Veamos, si nos fijamos, aparte del archivo adjunto, recibimos una lista enorme de direcciones de correos y entre menor es la prudencia y la información de los usuarios, mayor es esa lista. Claro que, entre más circule, las dimensiones irán creciendo. Haciendo un balance, digamos que, en gran medida, estas cadenas intentan seguir en movimiento de un correo a otro y lo hacen buscando mover la solidaridad , la opinión pública, el miedo, la superstición, etc., para finalmente obtener listas de correos activos, en el mejor de los casos, que lleguen a manos de personas que viven de enviar publicidad no solicitada. Poniéndonos en lo peor, hackers que buscan correos para sacar información personal de usuarios. Esto último lo trataremos en la 2ª parte de este artículo.
Lo cierto es que si no queremos ser parte de los que expanden falsas informaciones, falsas cadenas de solidaridad y demás, pero si nos gusta informar o denunciar con lo que nos llega por este medio, en pocos segundos podemos averiguar si la información es fiable o no. Si nos dan datos de referencia, hacer la búsqueda en internet y enseguida nos saldrán resultados de su falsedad o veracidad. En una ocasión usaron los de una persona real y tuvo que crear un Blog para desmentir que su hijo estaba moribundo y pedir que dejaran de enviarle correos. También otras forma es copiando y pegando en el buscador parte del texto.

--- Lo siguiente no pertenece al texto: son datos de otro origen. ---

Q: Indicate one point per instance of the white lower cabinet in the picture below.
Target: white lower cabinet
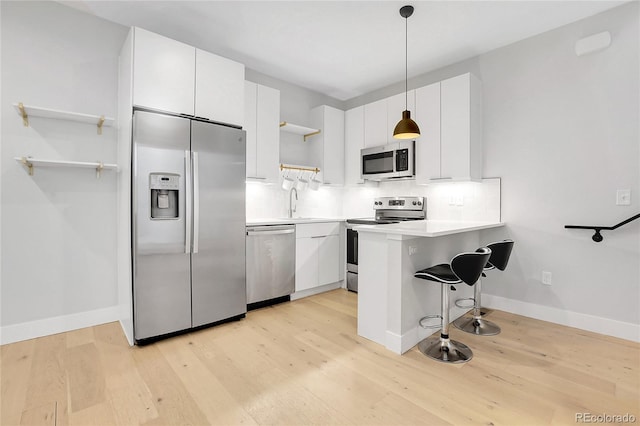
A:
(317, 255)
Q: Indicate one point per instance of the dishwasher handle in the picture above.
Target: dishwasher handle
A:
(263, 231)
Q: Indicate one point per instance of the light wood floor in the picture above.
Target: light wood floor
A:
(302, 363)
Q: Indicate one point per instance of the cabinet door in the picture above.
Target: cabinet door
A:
(306, 263)
(375, 123)
(395, 105)
(333, 146)
(219, 89)
(328, 259)
(456, 127)
(163, 73)
(250, 108)
(268, 133)
(353, 143)
(428, 146)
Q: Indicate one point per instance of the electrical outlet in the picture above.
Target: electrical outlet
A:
(623, 197)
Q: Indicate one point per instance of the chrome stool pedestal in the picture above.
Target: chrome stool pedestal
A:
(441, 347)
(464, 267)
(476, 324)
(500, 254)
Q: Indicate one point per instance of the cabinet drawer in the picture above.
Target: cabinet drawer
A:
(306, 230)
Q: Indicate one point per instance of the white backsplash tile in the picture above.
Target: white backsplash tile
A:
(480, 201)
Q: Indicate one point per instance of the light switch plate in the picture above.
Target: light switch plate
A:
(623, 197)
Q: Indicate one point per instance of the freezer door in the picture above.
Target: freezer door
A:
(161, 264)
(218, 279)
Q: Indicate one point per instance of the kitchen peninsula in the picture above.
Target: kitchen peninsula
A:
(390, 299)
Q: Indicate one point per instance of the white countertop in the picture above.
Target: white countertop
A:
(293, 220)
(428, 228)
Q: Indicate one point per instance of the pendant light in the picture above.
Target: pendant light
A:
(406, 128)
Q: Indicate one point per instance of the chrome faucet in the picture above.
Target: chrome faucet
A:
(291, 208)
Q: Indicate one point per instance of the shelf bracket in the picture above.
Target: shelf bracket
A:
(304, 169)
(23, 112)
(308, 135)
(28, 165)
(100, 123)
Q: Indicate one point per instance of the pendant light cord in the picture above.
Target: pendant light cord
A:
(406, 63)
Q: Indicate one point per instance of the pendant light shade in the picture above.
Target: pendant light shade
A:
(406, 128)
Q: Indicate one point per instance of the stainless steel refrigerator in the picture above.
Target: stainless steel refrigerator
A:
(188, 224)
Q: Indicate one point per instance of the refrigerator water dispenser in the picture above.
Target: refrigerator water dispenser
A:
(164, 195)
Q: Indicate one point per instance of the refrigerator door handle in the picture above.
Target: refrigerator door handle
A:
(187, 215)
(196, 202)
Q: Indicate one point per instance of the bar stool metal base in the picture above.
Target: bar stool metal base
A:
(445, 350)
(477, 326)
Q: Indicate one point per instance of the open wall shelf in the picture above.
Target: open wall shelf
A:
(25, 111)
(29, 163)
(298, 130)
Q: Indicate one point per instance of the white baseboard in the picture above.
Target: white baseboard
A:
(316, 290)
(623, 330)
(45, 327)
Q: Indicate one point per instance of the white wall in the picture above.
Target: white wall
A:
(562, 132)
(58, 226)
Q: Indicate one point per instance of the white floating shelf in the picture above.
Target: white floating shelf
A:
(25, 111)
(30, 163)
(298, 130)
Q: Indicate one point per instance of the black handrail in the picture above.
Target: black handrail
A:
(597, 237)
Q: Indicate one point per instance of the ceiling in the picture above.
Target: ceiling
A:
(344, 48)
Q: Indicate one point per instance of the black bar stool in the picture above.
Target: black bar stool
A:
(500, 253)
(464, 267)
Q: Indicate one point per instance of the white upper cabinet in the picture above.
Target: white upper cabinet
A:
(175, 77)
(329, 142)
(317, 255)
(427, 116)
(395, 105)
(164, 73)
(219, 89)
(449, 115)
(461, 128)
(262, 124)
(375, 124)
(353, 143)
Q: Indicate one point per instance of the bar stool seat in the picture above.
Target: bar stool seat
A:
(464, 267)
(500, 253)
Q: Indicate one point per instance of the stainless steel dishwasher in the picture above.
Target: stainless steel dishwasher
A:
(271, 270)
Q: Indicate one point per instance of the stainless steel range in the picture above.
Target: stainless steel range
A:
(387, 210)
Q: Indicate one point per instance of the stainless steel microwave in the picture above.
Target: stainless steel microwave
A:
(393, 161)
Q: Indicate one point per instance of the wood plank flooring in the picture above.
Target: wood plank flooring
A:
(302, 363)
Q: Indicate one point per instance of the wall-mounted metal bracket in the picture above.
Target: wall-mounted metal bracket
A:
(597, 236)
(28, 165)
(100, 123)
(23, 112)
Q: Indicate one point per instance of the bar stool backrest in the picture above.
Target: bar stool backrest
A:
(500, 253)
(468, 266)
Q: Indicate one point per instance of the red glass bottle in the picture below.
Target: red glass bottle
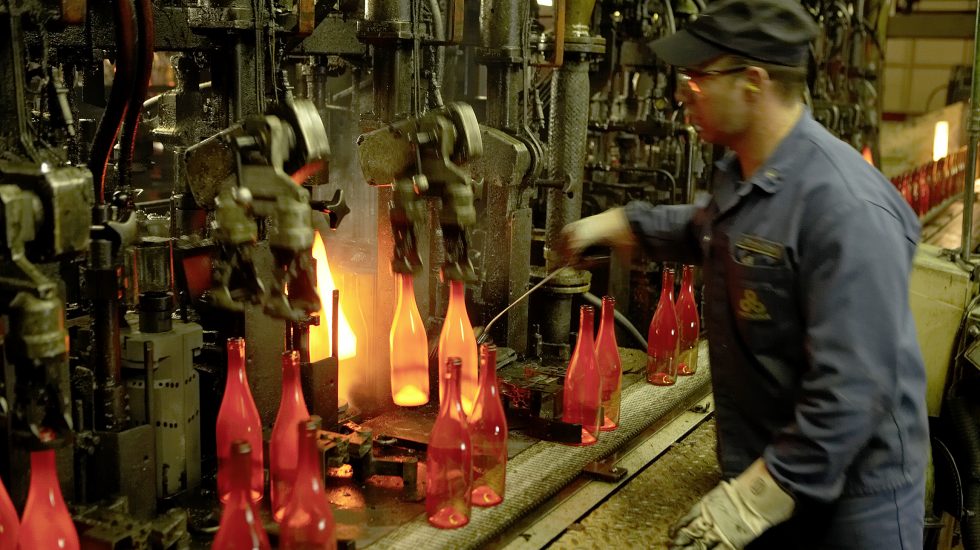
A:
(582, 400)
(457, 340)
(409, 351)
(284, 444)
(9, 524)
(240, 527)
(662, 338)
(690, 325)
(46, 522)
(308, 523)
(488, 434)
(449, 460)
(610, 364)
(238, 419)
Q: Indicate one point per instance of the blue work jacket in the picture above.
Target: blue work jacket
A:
(814, 360)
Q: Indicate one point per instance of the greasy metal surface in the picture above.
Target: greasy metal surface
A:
(544, 468)
(640, 514)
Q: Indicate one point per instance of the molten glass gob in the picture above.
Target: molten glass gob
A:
(9, 525)
(690, 324)
(409, 349)
(610, 365)
(449, 460)
(457, 340)
(284, 443)
(662, 339)
(238, 419)
(488, 434)
(582, 402)
(241, 526)
(308, 522)
(46, 522)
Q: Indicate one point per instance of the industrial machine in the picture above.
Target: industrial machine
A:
(168, 168)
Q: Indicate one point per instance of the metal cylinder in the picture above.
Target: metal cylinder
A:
(567, 130)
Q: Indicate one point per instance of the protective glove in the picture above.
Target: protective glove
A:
(612, 227)
(734, 513)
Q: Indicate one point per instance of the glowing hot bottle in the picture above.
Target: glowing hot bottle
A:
(46, 522)
(409, 349)
(457, 340)
(9, 524)
(238, 419)
(284, 443)
(488, 433)
(690, 324)
(582, 401)
(663, 338)
(610, 365)
(449, 459)
(308, 523)
(240, 527)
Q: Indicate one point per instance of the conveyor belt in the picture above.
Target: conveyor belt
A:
(544, 468)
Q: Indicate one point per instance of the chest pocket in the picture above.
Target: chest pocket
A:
(763, 303)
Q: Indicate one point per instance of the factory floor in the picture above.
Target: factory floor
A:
(640, 513)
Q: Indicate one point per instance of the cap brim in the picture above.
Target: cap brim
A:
(683, 49)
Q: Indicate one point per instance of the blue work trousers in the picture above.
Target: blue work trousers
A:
(889, 520)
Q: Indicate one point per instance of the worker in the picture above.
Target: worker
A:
(818, 381)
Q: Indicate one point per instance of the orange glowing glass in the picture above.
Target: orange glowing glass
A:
(690, 324)
(47, 523)
(284, 443)
(662, 338)
(610, 364)
(457, 340)
(449, 459)
(9, 525)
(308, 522)
(240, 527)
(488, 434)
(238, 419)
(320, 335)
(582, 396)
(409, 348)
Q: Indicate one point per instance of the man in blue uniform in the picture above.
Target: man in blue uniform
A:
(807, 251)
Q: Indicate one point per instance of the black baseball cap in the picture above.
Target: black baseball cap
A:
(771, 31)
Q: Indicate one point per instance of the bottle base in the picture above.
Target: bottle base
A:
(485, 496)
(448, 518)
(587, 439)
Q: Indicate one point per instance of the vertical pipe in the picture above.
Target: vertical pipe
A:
(973, 131)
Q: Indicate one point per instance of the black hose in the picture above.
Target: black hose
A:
(143, 72)
(119, 97)
(966, 432)
(620, 318)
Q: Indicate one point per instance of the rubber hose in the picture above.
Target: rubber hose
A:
(620, 318)
(967, 434)
(143, 72)
(119, 97)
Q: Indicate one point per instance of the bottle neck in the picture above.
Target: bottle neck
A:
(608, 312)
(236, 362)
(586, 327)
(489, 364)
(291, 388)
(451, 404)
(687, 279)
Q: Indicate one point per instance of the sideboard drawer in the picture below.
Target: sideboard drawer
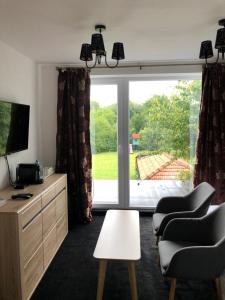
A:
(31, 238)
(49, 247)
(61, 184)
(33, 272)
(31, 212)
(61, 204)
(48, 196)
(49, 218)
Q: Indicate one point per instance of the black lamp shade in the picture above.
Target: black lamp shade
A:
(220, 39)
(86, 52)
(118, 51)
(97, 44)
(206, 50)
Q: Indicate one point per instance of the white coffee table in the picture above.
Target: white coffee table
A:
(119, 239)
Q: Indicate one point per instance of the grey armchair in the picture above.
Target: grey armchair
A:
(194, 249)
(193, 205)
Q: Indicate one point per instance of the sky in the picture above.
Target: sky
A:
(139, 91)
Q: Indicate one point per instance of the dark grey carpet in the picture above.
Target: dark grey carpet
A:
(73, 273)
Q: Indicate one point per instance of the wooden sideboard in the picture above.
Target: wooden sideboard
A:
(31, 232)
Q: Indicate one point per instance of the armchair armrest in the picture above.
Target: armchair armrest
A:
(171, 204)
(199, 262)
(192, 230)
(171, 216)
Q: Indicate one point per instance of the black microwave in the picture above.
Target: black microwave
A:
(29, 174)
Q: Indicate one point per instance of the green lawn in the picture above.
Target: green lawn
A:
(105, 165)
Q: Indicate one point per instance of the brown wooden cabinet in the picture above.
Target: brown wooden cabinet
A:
(31, 232)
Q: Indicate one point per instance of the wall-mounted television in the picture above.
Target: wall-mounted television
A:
(14, 127)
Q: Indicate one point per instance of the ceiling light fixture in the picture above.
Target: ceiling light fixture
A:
(206, 50)
(97, 47)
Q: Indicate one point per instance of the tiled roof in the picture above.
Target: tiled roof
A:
(160, 167)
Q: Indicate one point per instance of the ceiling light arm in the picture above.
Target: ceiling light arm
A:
(93, 66)
(109, 66)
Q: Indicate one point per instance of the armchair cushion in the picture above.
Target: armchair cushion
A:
(167, 249)
(157, 220)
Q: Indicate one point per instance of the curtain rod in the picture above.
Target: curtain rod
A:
(140, 66)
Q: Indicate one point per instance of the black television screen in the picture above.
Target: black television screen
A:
(14, 127)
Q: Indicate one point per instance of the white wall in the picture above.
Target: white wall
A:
(47, 113)
(47, 96)
(18, 84)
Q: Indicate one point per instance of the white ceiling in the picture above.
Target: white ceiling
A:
(151, 30)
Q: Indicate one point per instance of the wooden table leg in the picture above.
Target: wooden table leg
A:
(218, 288)
(132, 278)
(172, 288)
(101, 278)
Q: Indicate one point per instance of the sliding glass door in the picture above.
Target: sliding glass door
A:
(104, 133)
(143, 136)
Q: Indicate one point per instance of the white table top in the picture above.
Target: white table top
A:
(119, 238)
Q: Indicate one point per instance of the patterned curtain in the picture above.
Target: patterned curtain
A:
(73, 153)
(210, 153)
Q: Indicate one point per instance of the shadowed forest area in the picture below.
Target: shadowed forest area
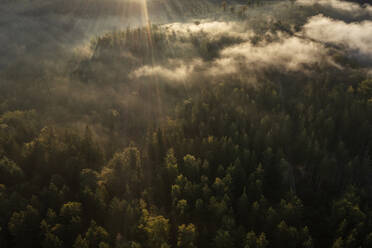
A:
(134, 124)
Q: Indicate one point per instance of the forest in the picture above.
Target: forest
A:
(161, 124)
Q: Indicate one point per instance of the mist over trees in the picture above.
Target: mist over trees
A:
(223, 124)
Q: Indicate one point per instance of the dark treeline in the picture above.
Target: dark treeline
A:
(93, 156)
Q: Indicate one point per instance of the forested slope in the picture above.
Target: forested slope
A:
(244, 131)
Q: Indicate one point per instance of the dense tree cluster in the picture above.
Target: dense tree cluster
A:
(285, 162)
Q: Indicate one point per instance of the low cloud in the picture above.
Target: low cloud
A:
(357, 37)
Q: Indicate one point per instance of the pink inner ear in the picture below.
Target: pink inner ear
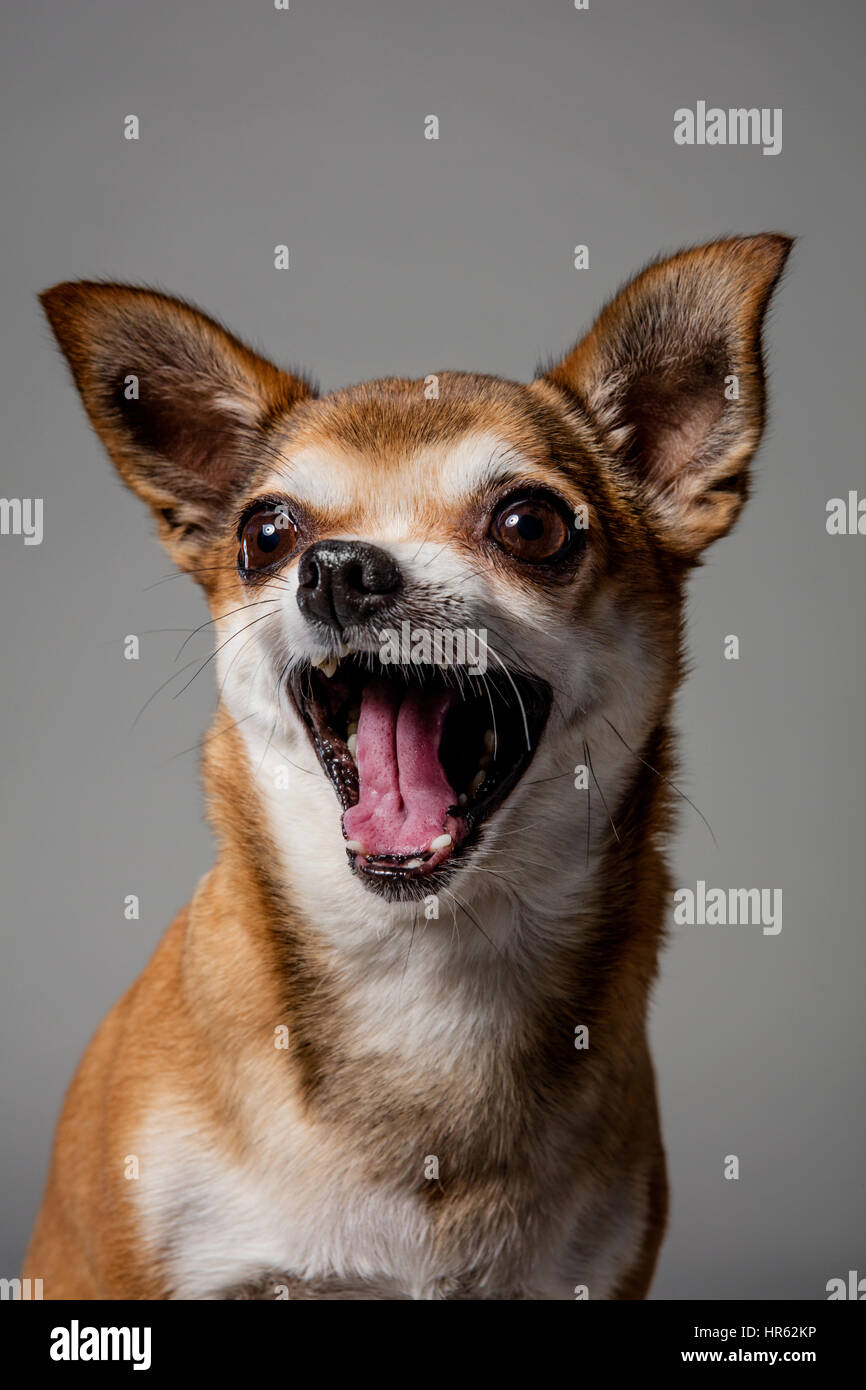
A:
(673, 419)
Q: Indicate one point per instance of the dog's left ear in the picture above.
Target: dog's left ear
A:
(673, 375)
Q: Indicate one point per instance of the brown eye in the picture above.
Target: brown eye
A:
(267, 537)
(534, 530)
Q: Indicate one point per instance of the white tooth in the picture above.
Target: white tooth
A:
(327, 665)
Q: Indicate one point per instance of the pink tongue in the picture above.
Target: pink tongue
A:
(403, 795)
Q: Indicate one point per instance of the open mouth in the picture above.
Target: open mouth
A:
(419, 756)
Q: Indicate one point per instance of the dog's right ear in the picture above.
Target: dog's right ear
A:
(178, 402)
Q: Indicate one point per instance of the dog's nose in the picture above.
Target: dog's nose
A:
(344, 583)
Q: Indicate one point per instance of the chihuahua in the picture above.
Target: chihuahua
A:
(396, 1047)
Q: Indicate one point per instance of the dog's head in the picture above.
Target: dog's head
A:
(427, 581)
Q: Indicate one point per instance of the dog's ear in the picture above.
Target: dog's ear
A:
(178, 402)
(673, 374)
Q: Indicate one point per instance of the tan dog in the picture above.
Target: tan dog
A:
(396, 1044)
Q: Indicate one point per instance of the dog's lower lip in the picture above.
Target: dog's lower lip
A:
(516, 706)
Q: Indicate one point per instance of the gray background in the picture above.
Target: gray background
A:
(556, 128)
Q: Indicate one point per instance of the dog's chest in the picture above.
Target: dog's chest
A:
(306, 1214)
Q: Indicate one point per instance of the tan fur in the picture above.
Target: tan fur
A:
(538, 1154)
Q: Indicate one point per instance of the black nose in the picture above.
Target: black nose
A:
(344, 583)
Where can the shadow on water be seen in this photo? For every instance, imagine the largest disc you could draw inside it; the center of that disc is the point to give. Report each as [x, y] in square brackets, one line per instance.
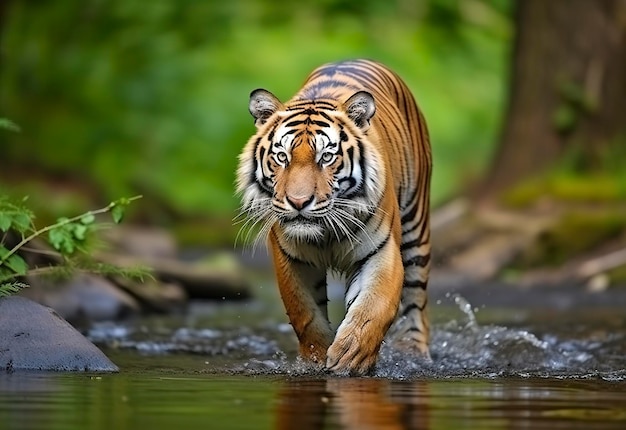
[233, 367]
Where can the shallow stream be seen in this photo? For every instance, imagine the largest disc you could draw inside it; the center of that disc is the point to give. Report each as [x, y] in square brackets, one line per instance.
[233, 366]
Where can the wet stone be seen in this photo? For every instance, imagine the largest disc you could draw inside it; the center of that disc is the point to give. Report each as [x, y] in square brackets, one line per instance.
[34, 337]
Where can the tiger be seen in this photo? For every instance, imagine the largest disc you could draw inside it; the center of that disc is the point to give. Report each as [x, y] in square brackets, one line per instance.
[338, 181]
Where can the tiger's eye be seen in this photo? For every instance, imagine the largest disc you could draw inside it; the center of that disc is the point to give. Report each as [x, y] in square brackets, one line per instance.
[281, 157]
[327, 157]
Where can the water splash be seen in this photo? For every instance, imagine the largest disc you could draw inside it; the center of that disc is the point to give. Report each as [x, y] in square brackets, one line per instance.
[460, 348]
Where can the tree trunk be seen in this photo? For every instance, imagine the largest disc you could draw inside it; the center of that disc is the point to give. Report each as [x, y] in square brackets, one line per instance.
[568, 86]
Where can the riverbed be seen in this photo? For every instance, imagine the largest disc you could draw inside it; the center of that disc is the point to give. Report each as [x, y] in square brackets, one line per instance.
[234, 366]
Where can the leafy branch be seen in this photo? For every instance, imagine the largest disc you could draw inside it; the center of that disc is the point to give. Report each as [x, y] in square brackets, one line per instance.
[66, 236]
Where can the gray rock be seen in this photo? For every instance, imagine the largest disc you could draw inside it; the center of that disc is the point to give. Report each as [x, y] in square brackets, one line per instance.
[83, 298]
[34, 337]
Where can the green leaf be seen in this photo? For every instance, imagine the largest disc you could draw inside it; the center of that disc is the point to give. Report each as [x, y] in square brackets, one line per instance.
[22, 221]
[8, 125]
[10, 288]
[79, 231]
[17, 264]
[62, 239]
[117, 213]
[5, 221]
[87, 219]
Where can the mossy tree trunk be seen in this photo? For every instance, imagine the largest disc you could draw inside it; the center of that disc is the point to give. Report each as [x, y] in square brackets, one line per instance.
[568, 86]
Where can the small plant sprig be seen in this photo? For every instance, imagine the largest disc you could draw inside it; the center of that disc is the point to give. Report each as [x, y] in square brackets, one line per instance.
[66, 236]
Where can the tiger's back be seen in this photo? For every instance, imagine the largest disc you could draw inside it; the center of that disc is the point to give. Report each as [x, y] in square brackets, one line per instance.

Lo dicho, en cuestión de segundos sabremos la verdad .
Por último, usar siempre la opción CCO que tenemos en nuestros correos en la barra de dirección que significa copia oculta y pedir a nuestros contactos que hagan lo mismo. De esta manera no extendemos direcciones a diestro y siniestro por la red y preservamos nuestra intimidad y la de los otros.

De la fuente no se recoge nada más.